Asked by David Santos
on 12 Aug 2019

I'm trying to calculate a percentile of a lot of files (25000 or even more) containing 4x1 cell, representing 4 maps or 1483x2824 matrixes.

I'm using tall arrays following indications of Percentiles of Tall Matrix Along Different Dimensions:

tic

%start local pool for mutithreading

c=parcluster('local');

c.NumWorkers=20;

parpool(c, c.NumWorkers);

folder='/home/temporal2/dsantos/mat/*.mat'; %more than 25000 files

A=ones(1483,2824,2);%aux matrix for stablish prdtile data type

y=tall(A);

%database of files cointaining 4x1cell of 1483*2824 maps

ds=fileDatastore(folder,'ReadFcn',@loadPrc,'FileExtensions','.mat','UniformRead', true)

t=tall(ds);

%fill the aux tall array with each map in the correct format

for i=1:25000

y(:,:,i)=t(1+(i-1)*1483:1483*i,:);

end

%calculate the percentile

p90_1=prctile(y,90,3)

P90_1=gather(p90_1);

save('/home/temporal2/dsantos/p90_1.mat','P90_1','-v7.3');

toc

But it seems that tall arrays won't work for this because I get the error:

Warning: Error encountered during preview of tall array 'p90_1'. At

tempting to

gather 'p90_1' will probably result in an error. The error encountered was:

Requested 500025x500025 (1862.8GB) array exceeds maximum array size preference.

Creation of arrays greater than this limit may take a long time and cause

MATLAB to become unresponsive. See <a href="matlab: helpview([docroot

'/matlab/helptargets.map'], 'matlab_env_workspace_prefs')">array size limit</a>

or preference panel for more information.

> In tall/display (line 21)

p90_1 =

MxNx... tall array

? ? ? ...

? ? ? ...

? ? ? ...

: : :

: : :

>> Error using digraph/distances (line 72)
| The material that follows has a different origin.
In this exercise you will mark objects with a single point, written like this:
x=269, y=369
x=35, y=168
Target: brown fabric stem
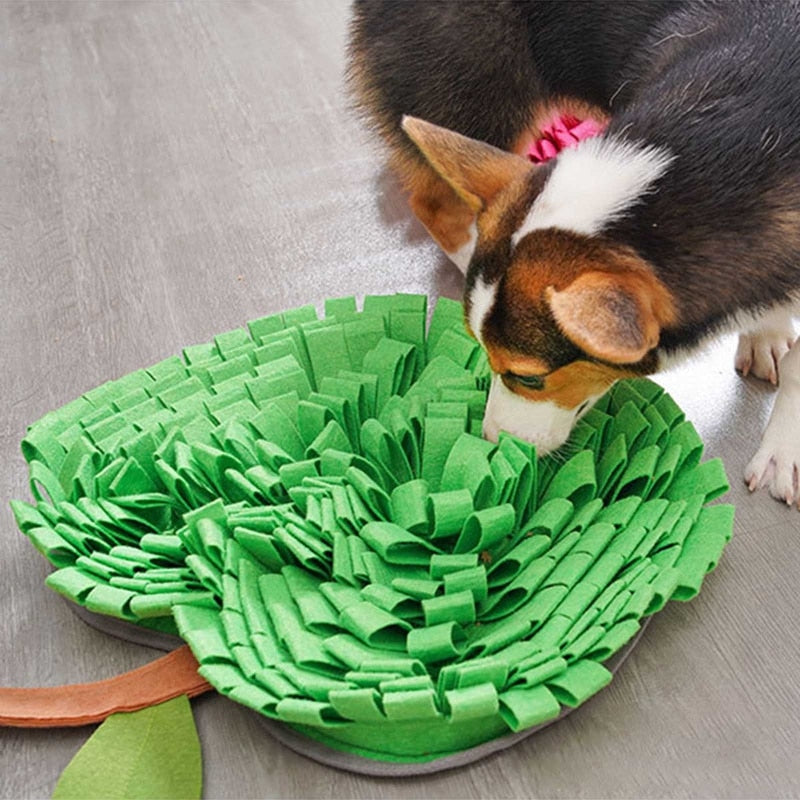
x=85, y=703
Internal problem while evaluating tall expression. The problem was:

Requested 500028x500028 (1862.9GB) array exceeds maximum array size preference.

Creation of arrays greater than this limit may take a long time and cause

MATLAB to become unresponsive. See <a href="matlab: helpview([docroot

'/matlab/helptargets.map'], 'matlab_env_workspace_prefs')">array size limit</a>

or preference panel for more information.

Error in

matlab.bigdata.internal.lazyeval.LazyPartitionedArray>iGenerateMetadata (line

756)

allDistances = distances(cg.Graph);

Error in

matlab.bigdata.internal.lazyeval.LazyPartitionedArray>iGenerateMetadataFillingPart

itionedArrays

(line 739)

[metadatas, partitionedArrays] = iGenerateMetadata(inputArrays,

executorToConsider);

Error in ...

Error in tall/gather (line 50)

[varargout{:}] = iGather(varargin{:});

Caused by:

Error using matlab.internal.graph.MLDigraph/bfsAllShortestPaths

Requested 500028x500028 (1862.9GB) array exceeds maximum array size

preference. Creation of arrays greater than this limit may take a long time

and cause MATLAB to become unresponsive. See <a href="matlab:

helpview([docroot '/matlab/helptargets.map'],

'matlab_env_workspace_prefs')">array size limit</a> or preference panel for

more information.

Any clue on how to solve this problem?

All the best

Answer by Edric Ellis
on 13 Aug 2019

That particular error is an internal error basically because your tall array expression is simply too large - contains too many expressions. tall arrays operate by building up a symbolic representation of all the expressions you've evaluated, and then running them all together when you call gather. Because you've got a for loop over 25000 elements, this symbolic representation is large - too large to be evaluated. tall arrays are basically not designed to be looped over in this way. Instead, you need to express your program in terms of a smaller number of vectorised operations.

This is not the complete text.